Comme mentionné précédemment, le lissage de type Laplacien malgré la bonne qualité des éléments obtenus, provoque une perte d’informations conséquente sur les parties saillantes telles que les arêtes vives de l’objet qui faciliteraient le recouvrement du modèle sous-jacent. C’est pourquoi, afin de détecter puis de préserver le maximum de détails géométriques durant le lissage, certains chercheurs ont assimilé le problème de lissage à un problème de minimisation de l’énergie interne. En fonction des auteurs, l’énergie pouvait être la courbure (exemple du déplacement du nœud suivant la direction normale et à la vitesse de la courbure moyenne discrète effectué par [89]), la variation de la position des nœuds (exemple de la classification des nœuds à partir des valeurs des courbures principales maximale et minimale en utilisant leur valeur de « netteté » ou sharpness locale par [96]), la normale à une face (exemple de l’utilisation de l’angle entre la normale et la normale moyenne à une face qui tient compte du voisinage, pondéré d’une fonction poids dépendante et également du coefficient de netteté local par [97, 98]), le déplacement du nœud suivant la normale (effectué notamment par [99]), ou encore tout autre attribut géométrique du maillage (voir illustration Figure 2-39). Une des difficultés majeures dans cette stratégie réside avant tout dans la différenciation entre un détail géométrique (par exemple, arête saillante à conserver) et le bruit (arête vive à lisser).
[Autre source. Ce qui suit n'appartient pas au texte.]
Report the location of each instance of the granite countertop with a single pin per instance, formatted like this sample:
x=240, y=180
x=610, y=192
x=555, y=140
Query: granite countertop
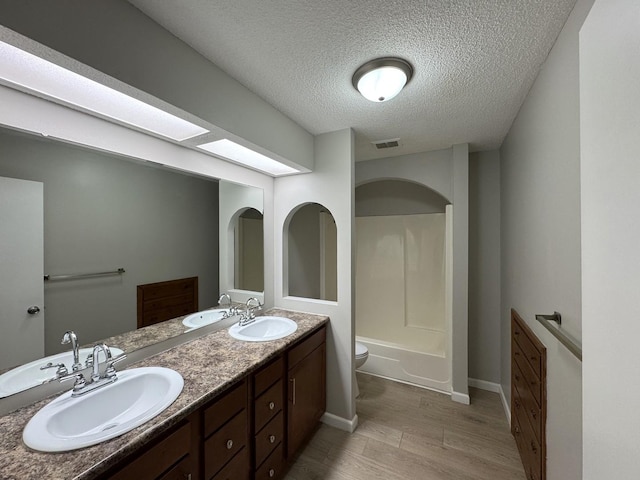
x=208, y=365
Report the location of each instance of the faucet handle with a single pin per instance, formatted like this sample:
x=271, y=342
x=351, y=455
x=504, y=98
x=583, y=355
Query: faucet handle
x=79, y=380
x=60, y=372
x=111, y=371
x=69, y=337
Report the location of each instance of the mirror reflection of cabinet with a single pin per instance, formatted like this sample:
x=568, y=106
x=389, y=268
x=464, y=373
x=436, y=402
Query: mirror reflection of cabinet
x=312, y=253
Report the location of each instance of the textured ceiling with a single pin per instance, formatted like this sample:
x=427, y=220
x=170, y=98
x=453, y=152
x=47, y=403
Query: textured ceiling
x=474, y=61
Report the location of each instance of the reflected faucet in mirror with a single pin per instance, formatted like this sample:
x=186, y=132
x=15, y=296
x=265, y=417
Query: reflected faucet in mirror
x=70, y=337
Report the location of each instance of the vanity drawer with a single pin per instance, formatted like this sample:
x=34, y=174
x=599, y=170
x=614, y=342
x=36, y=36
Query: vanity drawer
x=267, y=376
x=268, y=404
x=223, y=409
x=273, y=467
x=225, y=443
x=236, y=469
x=268, y=438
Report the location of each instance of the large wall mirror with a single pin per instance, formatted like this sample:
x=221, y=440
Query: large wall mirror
x=311, y=253
x=103, y=212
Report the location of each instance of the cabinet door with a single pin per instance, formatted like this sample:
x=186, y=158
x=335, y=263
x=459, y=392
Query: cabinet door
x=306, y=396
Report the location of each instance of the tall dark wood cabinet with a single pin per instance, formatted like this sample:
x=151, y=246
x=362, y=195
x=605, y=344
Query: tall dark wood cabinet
x=528, y=397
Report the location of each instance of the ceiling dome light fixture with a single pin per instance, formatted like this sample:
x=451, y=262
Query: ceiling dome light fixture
x=382, y=79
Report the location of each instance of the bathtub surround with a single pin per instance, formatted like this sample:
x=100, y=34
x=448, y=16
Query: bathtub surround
x=446, y=172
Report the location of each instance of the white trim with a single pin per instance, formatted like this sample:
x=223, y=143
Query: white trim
x=505, y=405
x=339, y=422
x=461, y=398
x=496, y=388
x=484, y=385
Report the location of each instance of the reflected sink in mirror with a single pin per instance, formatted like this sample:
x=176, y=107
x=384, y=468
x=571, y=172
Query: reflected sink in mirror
x=69, y=423
x=206, y=317
x=29, y=375
x=264, y=329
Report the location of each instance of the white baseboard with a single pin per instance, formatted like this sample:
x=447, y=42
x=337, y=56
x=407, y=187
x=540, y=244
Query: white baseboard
x=461, y=398
x=484, y=385
x=339, y=422
x=493, y=387
x=505, y=405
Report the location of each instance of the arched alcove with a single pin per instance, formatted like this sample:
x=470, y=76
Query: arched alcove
x=246, y=234
x=310, y=253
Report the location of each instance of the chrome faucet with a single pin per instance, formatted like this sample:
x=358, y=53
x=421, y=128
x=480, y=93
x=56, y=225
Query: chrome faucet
x=249, y=315
x=70, y=337
x=233, y=310
x=97, y=380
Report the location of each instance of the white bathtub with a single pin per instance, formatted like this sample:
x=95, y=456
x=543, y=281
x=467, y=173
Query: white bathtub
x=398, y=363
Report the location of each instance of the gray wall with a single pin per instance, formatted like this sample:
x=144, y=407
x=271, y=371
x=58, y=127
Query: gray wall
x=394, y=197
x=540, y=236
x=101, y=213
x=484, y=266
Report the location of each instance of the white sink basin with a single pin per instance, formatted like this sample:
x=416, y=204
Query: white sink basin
x=29, y=375
x=206, y=317
x=264, y=329
x=136, y=397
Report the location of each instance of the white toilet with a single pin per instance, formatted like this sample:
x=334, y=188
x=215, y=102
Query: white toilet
x=362, y=353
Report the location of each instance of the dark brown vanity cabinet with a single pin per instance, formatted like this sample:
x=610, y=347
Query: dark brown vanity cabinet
x=249, y=431
x=167, y=458
x=306, y=364
x=226, y=436
x=268, y=402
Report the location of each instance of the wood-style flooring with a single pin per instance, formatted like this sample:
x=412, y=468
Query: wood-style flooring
x=407, y=432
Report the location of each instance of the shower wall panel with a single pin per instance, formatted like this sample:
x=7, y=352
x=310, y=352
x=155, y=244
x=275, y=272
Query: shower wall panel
x=400, y=281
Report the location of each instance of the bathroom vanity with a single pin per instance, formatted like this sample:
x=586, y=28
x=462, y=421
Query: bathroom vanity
x=245, y=410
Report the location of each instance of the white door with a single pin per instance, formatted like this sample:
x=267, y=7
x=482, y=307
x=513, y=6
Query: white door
x=21, y=271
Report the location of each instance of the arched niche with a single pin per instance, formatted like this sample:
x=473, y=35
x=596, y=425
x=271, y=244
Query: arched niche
x=246, y=234
x=310, y=253
x=397, y=197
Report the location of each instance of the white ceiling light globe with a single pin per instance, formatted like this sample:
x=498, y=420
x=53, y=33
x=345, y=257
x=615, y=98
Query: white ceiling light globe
x=382, y=84
x=382, y=79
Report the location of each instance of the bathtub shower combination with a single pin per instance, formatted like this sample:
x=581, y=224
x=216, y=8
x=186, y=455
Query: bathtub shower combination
x=403, y=297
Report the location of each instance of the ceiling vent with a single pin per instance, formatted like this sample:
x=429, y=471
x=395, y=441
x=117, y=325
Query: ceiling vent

À cet effet, des valeurs seuils doivent être définies par l’opérateur.

Figure 2-39 : (a) Modèle initial, (b) modèle avec 0,7 % de bruit Gaussien, puis lissage avec la méthode de (c) [96], (d) [99] et (e) [97] (tirée de Chen et al. [97]).
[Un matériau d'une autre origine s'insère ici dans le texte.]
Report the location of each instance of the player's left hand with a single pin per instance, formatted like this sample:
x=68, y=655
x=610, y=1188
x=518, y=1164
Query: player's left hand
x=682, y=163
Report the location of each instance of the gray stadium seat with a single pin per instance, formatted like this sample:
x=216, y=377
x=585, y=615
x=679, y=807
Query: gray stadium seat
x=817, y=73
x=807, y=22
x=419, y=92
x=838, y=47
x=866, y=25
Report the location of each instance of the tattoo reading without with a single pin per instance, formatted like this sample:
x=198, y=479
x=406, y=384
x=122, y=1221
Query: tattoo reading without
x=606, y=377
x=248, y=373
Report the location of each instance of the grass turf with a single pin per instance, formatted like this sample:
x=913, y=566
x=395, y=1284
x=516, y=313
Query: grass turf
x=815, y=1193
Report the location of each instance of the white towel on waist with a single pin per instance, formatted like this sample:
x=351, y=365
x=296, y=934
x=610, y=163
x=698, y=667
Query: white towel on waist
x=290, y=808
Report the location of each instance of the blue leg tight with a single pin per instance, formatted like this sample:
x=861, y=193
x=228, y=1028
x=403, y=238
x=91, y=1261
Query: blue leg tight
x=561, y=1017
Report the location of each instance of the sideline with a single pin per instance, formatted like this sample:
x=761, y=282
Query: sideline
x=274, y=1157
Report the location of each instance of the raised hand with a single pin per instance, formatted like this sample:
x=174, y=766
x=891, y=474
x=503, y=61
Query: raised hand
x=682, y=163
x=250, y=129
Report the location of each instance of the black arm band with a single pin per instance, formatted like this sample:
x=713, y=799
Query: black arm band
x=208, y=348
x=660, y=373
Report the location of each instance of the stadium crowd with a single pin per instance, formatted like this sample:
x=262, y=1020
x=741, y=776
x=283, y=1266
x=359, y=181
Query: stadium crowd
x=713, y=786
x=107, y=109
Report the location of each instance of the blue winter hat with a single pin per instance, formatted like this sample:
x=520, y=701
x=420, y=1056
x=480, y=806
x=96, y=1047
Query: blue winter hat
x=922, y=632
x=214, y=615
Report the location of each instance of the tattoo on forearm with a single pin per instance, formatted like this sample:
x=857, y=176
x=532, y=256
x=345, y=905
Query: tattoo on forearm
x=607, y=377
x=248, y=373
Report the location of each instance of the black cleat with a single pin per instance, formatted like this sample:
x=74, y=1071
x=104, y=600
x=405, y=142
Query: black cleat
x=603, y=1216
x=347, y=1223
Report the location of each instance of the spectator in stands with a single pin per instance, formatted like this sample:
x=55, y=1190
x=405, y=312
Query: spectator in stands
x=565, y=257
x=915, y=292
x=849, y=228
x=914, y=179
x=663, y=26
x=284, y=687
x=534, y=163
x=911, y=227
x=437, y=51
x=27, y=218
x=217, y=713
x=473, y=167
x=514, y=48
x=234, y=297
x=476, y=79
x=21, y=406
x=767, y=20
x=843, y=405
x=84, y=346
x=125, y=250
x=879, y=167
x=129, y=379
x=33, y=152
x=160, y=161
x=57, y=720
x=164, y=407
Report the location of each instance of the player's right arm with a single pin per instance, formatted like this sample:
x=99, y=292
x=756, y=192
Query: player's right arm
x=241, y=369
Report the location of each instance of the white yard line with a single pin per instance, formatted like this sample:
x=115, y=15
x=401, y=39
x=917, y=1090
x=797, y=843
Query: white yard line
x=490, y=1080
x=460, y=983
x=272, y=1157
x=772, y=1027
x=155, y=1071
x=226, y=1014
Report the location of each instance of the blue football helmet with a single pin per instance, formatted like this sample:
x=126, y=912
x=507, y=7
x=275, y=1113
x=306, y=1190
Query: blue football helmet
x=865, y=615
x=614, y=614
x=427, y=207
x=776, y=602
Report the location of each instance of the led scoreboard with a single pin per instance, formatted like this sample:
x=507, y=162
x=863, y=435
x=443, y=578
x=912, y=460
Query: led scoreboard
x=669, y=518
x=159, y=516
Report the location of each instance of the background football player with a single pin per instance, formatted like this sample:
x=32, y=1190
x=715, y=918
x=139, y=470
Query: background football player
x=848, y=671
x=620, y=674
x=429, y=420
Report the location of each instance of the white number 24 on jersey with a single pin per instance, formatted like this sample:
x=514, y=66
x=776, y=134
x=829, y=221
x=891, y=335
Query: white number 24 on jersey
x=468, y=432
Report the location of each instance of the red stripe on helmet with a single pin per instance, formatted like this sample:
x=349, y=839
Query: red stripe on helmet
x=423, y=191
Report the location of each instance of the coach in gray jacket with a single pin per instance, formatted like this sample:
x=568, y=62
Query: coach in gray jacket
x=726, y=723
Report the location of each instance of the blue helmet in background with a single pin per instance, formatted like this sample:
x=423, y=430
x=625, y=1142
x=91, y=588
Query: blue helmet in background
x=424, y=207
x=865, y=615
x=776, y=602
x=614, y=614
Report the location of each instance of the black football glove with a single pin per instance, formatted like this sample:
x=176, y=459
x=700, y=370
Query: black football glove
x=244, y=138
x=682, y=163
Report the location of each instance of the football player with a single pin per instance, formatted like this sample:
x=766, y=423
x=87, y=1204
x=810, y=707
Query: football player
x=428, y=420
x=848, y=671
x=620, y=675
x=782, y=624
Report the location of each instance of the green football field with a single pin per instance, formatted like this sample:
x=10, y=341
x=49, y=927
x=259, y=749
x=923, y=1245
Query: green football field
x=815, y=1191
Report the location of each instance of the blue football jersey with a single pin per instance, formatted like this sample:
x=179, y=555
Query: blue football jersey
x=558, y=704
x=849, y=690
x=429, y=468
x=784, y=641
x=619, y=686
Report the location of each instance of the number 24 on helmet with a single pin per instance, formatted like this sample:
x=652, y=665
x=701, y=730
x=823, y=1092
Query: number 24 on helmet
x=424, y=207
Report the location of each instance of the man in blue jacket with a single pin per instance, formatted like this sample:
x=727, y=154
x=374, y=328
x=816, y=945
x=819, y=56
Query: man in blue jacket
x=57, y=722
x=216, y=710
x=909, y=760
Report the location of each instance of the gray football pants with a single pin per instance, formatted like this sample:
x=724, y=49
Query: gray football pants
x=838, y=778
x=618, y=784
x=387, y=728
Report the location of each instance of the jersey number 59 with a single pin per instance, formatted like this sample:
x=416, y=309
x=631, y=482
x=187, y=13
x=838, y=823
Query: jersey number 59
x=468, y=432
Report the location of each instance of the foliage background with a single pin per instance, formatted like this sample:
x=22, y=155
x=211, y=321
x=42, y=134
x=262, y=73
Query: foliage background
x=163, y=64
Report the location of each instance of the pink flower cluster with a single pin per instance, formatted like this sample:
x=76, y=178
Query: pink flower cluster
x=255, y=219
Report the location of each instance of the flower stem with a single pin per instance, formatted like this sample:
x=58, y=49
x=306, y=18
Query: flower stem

En outre, comme l’illustre la Figure 2-39, la plupart des maillages bruités utilisés pour valider ces méthodes proviennent des modèles initialement lisses. Le bruit proprement dit n’est que le résultat du processus de scan (dans le cas des nuages de points), du dispositif d’acquisition (dans le cas des images) ou alors de la perturbation uniforme des nœuds du maillage par injection d’un bruit généralement Gaussien. Plus encore, ces

méthodes donnent des résultats probants sur des modèles à topologie connue et se sont révélées inadéquates pour des modèles fortement bruités comme l’enveloppe du résultat brut de l’optimisation topologique [11]. En effet, comme le montre la Figure 2-40a, l’irrégularité de cette enveloppe résulte du processus de suppression ou de la désactivation de certains éléments du modèle afin de respecter les contraintes de conception. L’appellation de bruit utilisée pour qualifier cette enveloppe est un abus de langage, quoique très ressemblant à vue d’œil. En plus, la forme optimisée n’étant pas connue d’avance, les arêtes saillantes sont à détecter puis à conserver lorsqu’elles existent dans la solution optimisée, ou à créer durant le processus de lissage afin d’en faciliter la reconstruction. Ceci déjà justifie la nécessité d’une nouvelle méthode adaptée aux résultats d’optimisation et, en même temps, rend cet exercice complexe. De fait, tandis que d’un côté l’application sur un résultat optimisé par la méthode SIMP du lissage Laplacien provoque une perte généralisée des arêtes saillantes et une réduction drastique du volume (Figure 2-40b), de l’autre côté un lissage qui conserve les détails fins (ou en anglais features) comme les arêtes vives tout en lissant les zones irrégulières (exemple de celui de Chen et al. [98]) peut résulter en une triangulation non conforme ou en anglais overlapping triangles (Figure 2-40c). La recherche reste ouverte quant à la conception d’une méthode ou méthodologie de lissage adaptée à l’enveloppe irrégulière de la forme optimisée d’un résultat d’optimisation topologique.

Figure 2-40 : Enveloppe du modèle optimisé (a) à la fin de la SIMP et après 20 itérations du lissage, (b) Laplacien et (c) de Chen et al. [98].